Забыться бы дрёмой, приникнув
Головою к твоей руке!
Но нет, и такая малость
Моё имя погубит навеки»¹².
Написал он сейчас.
А я с седьмого дня седьмого месяца пробуждаюсь под утро и смиренно жду. Лишь изредка я позволяю себе проснуться в присутствии слуги, сонно тяну мальчишку за полы юкаты и полусогнутой рукой протягиваю ответное письмо. И сегодня был такой день. В ответном письме я написала:
«Долго ли будешь
Мне верен, не ведаю я,
Но спутались пряди
Чёрных волос моих...
Смута Такая на сердце утром»¹³.
«Мимо горы Оэяма
Вдоль долгой долины Икуно
Долго идёт письмо,
И я ещё не видала вас,
Ступени Небесной лестницы»¹⁴.
Пожалуй, да, пусть будет так. На этот раз я заготовила и третий стих, но разве могла я отправить его ему? Это казалось совсем невозможным. И я, дабы не утратить красивые и глубокие слова, отправила их императрице после пробуждения солнца.
«После наших встреч Такая на сердце смута! Как мог я знать, Когда всё едва начиналось, Что есть неподдельная боль?!»¹⁴
Императрица пригласила меня в свои покои около полудни. И ноги несли меня к моей государыни.

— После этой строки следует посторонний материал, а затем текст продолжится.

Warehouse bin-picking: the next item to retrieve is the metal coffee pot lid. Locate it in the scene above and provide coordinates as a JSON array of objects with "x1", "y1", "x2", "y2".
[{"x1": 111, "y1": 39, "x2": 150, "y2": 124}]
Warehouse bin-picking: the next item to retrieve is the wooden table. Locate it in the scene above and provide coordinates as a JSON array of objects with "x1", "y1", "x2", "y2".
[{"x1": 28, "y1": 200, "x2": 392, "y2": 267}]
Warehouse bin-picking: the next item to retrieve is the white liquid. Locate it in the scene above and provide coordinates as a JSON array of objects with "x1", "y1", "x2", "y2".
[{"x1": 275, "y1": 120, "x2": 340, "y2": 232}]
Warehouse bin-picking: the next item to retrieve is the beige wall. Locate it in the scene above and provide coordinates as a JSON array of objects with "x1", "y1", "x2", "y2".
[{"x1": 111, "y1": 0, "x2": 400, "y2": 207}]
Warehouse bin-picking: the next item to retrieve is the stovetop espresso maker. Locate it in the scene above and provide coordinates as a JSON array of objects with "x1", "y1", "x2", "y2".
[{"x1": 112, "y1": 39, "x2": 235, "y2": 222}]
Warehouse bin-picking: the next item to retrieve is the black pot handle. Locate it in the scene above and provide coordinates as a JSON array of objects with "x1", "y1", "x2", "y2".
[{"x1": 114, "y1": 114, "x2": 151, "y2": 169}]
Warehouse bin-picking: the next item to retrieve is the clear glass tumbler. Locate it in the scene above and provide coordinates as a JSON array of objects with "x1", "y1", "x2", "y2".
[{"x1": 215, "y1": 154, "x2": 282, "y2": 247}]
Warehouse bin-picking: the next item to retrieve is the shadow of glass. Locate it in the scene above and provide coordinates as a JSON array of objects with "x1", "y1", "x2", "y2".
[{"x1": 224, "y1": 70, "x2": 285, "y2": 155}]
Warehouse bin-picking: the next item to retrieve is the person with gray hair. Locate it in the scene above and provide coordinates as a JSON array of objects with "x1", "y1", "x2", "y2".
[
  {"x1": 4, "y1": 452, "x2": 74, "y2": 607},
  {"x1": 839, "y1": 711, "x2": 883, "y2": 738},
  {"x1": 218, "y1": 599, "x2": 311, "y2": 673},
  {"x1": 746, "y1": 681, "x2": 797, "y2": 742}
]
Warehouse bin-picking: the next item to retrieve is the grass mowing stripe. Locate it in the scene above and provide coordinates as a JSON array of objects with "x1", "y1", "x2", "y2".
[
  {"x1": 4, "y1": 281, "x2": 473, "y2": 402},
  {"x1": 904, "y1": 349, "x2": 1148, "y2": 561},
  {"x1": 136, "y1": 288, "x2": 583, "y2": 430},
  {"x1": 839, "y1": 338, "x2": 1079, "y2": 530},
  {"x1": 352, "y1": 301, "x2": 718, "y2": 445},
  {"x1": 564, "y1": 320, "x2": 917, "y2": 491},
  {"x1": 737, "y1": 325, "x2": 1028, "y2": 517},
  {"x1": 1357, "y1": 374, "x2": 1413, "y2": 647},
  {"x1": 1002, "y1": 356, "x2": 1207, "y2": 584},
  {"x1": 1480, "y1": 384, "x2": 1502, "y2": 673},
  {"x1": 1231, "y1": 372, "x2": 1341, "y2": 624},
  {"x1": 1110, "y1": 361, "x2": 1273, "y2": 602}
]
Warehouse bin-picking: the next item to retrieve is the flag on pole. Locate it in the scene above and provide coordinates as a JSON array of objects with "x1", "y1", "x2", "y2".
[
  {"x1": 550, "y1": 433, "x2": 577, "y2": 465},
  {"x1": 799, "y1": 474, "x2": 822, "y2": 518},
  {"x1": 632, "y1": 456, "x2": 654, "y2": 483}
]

Восьмой месяц 792 года запомнился мне только этими двумя событиями: чаепитиями с Ее великолепием и осознанием того, что я нарушила обещание, данное матери. Я действительно влюблена».
Постскриптум:
«Здесь в столице, где нет тебя, Льется долгий дождь, не стихая...»
Ханна выписала на полях танку, присланную господином Нацуми в день Танабаты, зачеркнула некоторые слова и переписала ниже:
«В моих очах, что не видят тебя, Льется долгий дождь, не стихая...
Примечания:
стихи Суо-но Найси¹² стихи Тайкэнмонъин-но Хорикава¹³ стихи Хякунин иссю¹⁴
Дзюгоя-но-цукими
«Осень.
Желтый ковер опалых листьев. Величественные клены момидзи раскинули багровые руки-ветви над тропами императорского сада. И пожелтевшие гинкго, растущие на улицах Киото. И буки - желтые убранства горы Сираками вдоль реки Оирасэ. Мне нравится осень. Первая прохлада невольно навеивает мысли о доме: осень там всегда начиналась летом.
Любуясь статной природой в воздухе чувствуется аромат горелостей. Дворец «горит» в пламенных языках листьев, дворец утопает в охре, но пройдя на запад, и правда, чувствуется аромат костров - слуги сжигают гнилые листья и что прийдется еще, и черный дым вьется к чистому небу.